On 31 March 1822 Captain Horn sailed Adrian for Bengal. She had sailed from Deal on 1 March, but then had had to put back again. While she was at Deal heavy seas cost her and some other vessels their anchors. By 18 March she was at Portsmouth, and she sailed from there on the 28th. She arrived at Bengal on 14 August. By 3 March 1824, she was back at Portsmouth.

LR for 1823 showed Adrian with Horn, master, changing to P. Gordon, Smith & Co, owners, changing to A. Gordon, and trade London–Bengal, changing to London–New South Wales. On 9 October Adrian, Gordon, master, returned to Gravesend from Teneriffe. On 14 October she sailed for Van Diemen's Land. On 3 November she had to put into Falmouth having lost her foremast, bowsprit, and other gear. She sailed again on 9 November.

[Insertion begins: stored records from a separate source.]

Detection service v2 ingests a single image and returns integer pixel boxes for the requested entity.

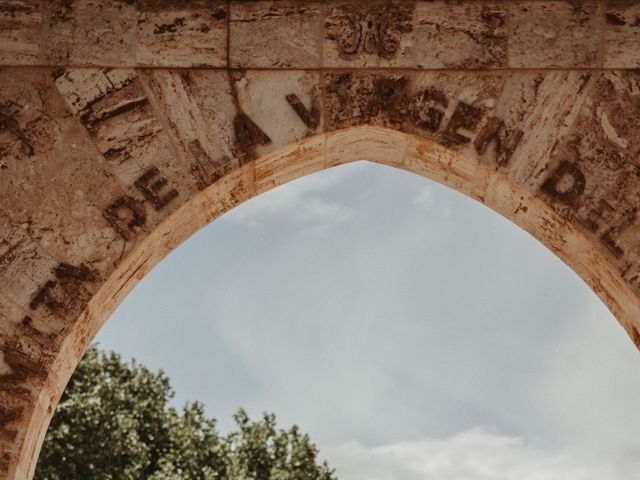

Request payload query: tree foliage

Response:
[35,347,335,480]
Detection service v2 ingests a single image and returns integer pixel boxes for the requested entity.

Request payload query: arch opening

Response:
[19,126,639,480]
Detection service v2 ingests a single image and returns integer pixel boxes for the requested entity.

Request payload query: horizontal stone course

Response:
[0,0,640,70]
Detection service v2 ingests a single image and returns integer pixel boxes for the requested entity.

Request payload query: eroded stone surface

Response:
[136,0,228,67]
[509,0,603,68]
[324,2,415,68]
[415,1,508,68]
[229,0,323,68]
[0,0,640,479]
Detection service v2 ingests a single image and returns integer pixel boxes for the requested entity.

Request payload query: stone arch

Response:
[0,0,640,479]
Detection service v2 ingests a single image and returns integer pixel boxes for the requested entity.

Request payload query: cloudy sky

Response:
[98,162,640,480]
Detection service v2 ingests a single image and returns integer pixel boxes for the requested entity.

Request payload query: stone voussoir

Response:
[0,0,640,480]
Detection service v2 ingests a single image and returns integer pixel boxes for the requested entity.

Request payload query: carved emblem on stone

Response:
[325,2,414,58]
[339,12,400,57]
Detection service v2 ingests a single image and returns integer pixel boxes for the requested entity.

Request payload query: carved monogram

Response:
[338,12,400,57]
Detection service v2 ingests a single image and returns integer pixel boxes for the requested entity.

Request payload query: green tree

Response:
[35,346,335,480]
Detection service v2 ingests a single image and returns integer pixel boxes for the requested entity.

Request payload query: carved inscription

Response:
[102,195,147,240]
[285,87,320,131]
[541,161,638,258]
[0,343,45,388]
[189,139,237,190]
[473,117,523,167]
[102,166,179,240]
[339,12,400,57]
[135,167,178,210]
[409,88,449,132]
[542,161,586,205]
[444,102,483,145]
[325,73,523,167]
[29,263,97,317]
[233,112,271,160]
[600,208,638,258]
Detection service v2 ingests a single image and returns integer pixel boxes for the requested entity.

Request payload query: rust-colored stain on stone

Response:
[0,0,640,480]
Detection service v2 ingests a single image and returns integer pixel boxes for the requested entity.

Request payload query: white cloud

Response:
[228,163,363,233]
[323,428,640,480]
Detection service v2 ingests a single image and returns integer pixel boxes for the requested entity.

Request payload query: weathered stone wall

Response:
[0,0,640,479]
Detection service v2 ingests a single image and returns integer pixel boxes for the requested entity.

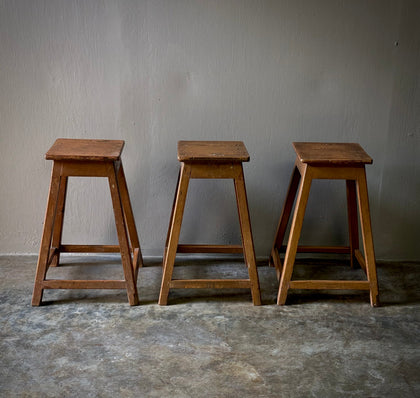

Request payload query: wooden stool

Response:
[270,142,379,306]
[32,138,142,306]
[159,141,261,305]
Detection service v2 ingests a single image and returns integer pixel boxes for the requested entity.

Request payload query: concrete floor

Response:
[0,256,420,398]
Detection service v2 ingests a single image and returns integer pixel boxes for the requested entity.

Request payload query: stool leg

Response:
[346,180,359,268]
[357,168,379,307]
[159,163,191,305]
[234,164,261,305]
[118,163,143,280]
[277,165,312,305]
[108,164,139,305]
[162,168,181,265]
[32,162,60,306]
[270,164,300,280]
[50,176,68,267]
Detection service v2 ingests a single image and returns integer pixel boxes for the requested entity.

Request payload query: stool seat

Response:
[270,142,379,306]
[178,141,249,163]
[159,141,261,305]
[32,138,143,306]
[45,138,124,162]
[293,142,372,166]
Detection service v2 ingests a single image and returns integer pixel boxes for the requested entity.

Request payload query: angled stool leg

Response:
[118,163,143,274]
[234,163,261,305]
[32,162,60,306]
[346,180,359,268]
[162,168,181,266]
[357,168,379,307]
[159,163,191,305]
[270,164,300,280]
[277,165,312,305]
[108,163,139,305]
[50,176,68,267]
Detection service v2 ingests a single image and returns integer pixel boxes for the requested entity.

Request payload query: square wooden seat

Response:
[270,142,379,306]
[32,138,142,306]
[159,141,261,305]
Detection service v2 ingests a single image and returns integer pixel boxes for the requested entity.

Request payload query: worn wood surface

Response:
[178,141,249,162]
[293,142,372,166]
[45,138,124,161]
[270,143,379,306]
[32,139,142,306]
[159,141,261,305]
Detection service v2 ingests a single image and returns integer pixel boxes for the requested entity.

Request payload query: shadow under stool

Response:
[32,138,143,306]
[159,141,261,305]
[270,142,379,306]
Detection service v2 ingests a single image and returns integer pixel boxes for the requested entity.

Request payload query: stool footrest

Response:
[354,249,366,273]
[177,245,244,254]
[41,279,127,289]
[280,246,351,254]
[170,279,251,289]
[289,280,370,290]
[59,245,120,253]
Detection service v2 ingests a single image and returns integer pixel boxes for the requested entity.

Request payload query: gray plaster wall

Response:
[0,0,420,260]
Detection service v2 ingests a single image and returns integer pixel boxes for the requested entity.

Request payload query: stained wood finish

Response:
[178,141,249,163]
[293,142,373,166]
[159,141,261,305]
[32,139,142,306]
[270,142,379,306]
[45,138,124,162]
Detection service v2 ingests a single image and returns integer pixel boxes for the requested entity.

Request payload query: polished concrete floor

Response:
[0,256,420,398]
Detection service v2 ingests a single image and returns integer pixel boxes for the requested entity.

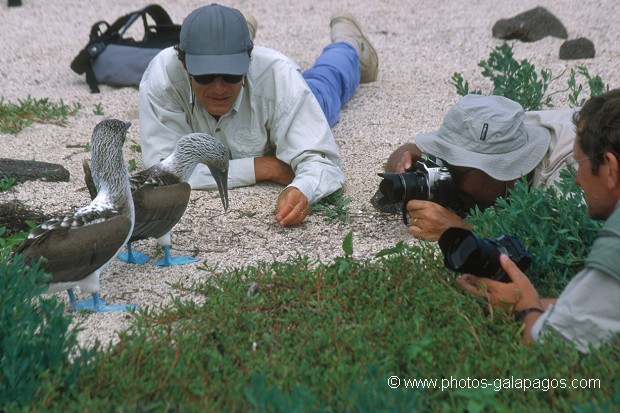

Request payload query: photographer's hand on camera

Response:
[385,143,422,173]
[407,199,472,241]
[456,254,553,343]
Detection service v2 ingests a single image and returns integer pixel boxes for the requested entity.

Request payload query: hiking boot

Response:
[329,11,379,83]
[241,10,258,43]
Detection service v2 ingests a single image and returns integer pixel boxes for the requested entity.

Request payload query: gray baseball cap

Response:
[414,95,551,181]
[179,3,252,75]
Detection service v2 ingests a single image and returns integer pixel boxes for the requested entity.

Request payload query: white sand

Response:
[0,0,620,344]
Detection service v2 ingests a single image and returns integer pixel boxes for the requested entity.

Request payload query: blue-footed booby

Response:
[83,133,230,266]
[14,119,135,312]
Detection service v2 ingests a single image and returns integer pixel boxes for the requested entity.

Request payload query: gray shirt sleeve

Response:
[532,267,620,353]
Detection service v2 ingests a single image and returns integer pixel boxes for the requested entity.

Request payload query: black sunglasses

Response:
[191,73,243,85]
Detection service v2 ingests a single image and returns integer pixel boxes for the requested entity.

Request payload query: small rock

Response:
[0,158,70,183]
[560,37,596,60]
[370,189,403,214]
[492,6,568,42]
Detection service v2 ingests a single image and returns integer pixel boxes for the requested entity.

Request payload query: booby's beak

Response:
[209,167,228,211]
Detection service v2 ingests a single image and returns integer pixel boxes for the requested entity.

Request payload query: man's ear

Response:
[603,152,620,189]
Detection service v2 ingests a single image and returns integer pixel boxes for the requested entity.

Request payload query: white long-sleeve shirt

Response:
[140,46,345,204]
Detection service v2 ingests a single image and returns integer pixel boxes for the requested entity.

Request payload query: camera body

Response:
[378,153,461,225]
[439,227,532,282]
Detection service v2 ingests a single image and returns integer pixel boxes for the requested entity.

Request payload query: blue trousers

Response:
[302,42,360,127]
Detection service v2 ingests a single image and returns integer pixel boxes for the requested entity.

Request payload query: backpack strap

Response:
[71,4,180,93]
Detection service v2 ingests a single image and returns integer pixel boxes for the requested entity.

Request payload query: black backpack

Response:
[71,4,181,93]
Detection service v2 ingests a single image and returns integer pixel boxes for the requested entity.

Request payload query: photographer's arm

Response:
[407,199,472,241]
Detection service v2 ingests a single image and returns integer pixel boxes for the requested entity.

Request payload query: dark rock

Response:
[560,37,596,60]
[493,6,568,42]
[0,158,70,183]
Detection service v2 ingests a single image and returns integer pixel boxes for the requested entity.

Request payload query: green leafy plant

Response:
[30,241,620,412]
[93,102,103,116]
[568,66,609,107]
[0,96,82,134]
[311,189,351,225]
[450,43,609,111]
[0,175,15,192]
[450,43,553,110]
[0,249,88,411]
[467,169,602,297]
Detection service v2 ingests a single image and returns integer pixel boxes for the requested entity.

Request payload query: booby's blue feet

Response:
[155,245,200,267]
[118,243,151,264]
[67,289,137,313]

Adrian arrived at Hobart on 12 May 1824. Among her passengers were Colonel George Arthur and his wife and family. Colonel Arthur came to take up his position of Lieutenant-Governor of Van Diemen's Land. Adrian had sailed via Gibraltar, Rio de Janeiro, and Cape Town (4–9 March). From Hobart Adrian sailed on to Sydney, where she arrived on 11 June. She sailed for Madras and Bengal on 11 August. She arrived at Bengal on 1 November. She sailed from Bengal on 20 April 1825, the Sand Heads on 5 May, and St Helena on 23 August. She arrived at Deal on 26 August.

Adrian then sailed again for New South Wales. LR for 1827 showed her with S. Brown, master, J. Bentman, owner, and trade London–New south Wales. She arrived in Sydney in October 1826. The Sydney Gazette and New South Wales Advertiser had a detailed manifest for the cargo Adrian, Stephen Brown, master, brought with her.

Adrian returned to England via Batavia, which she left on 6 April 1827. She arrived at Portsmouth on 10 August. LL reported on 8 October 1827 that on her way between Batavia and England she rescued the master of , which had wrecked on the Keeling Islands.

LR for 1830 showed Adrians master changing from Graham to Sadler. Her owner was J.Row, and her trade was London transport.

===Convict transport===
Adrian, William Sadler, master, departed Portsmouth on 27 April 1830. She arrived at Sydney on 20 August. She had embarked 169 male convicts and had one convict death on the voyage.

The Register of Shipping (RS) for 1833 showed Adrians master changing from Cromartie, but the new master's name is illegible. Her owner was Nelson, and her trade changed from London–Barbados to London–Bermuda.

==Fate==
Adrian, Foster, master, foundered in the Atlantic Ocean. James Dunn rescued her crew. Adrian was on a voyage from Quebec City to London.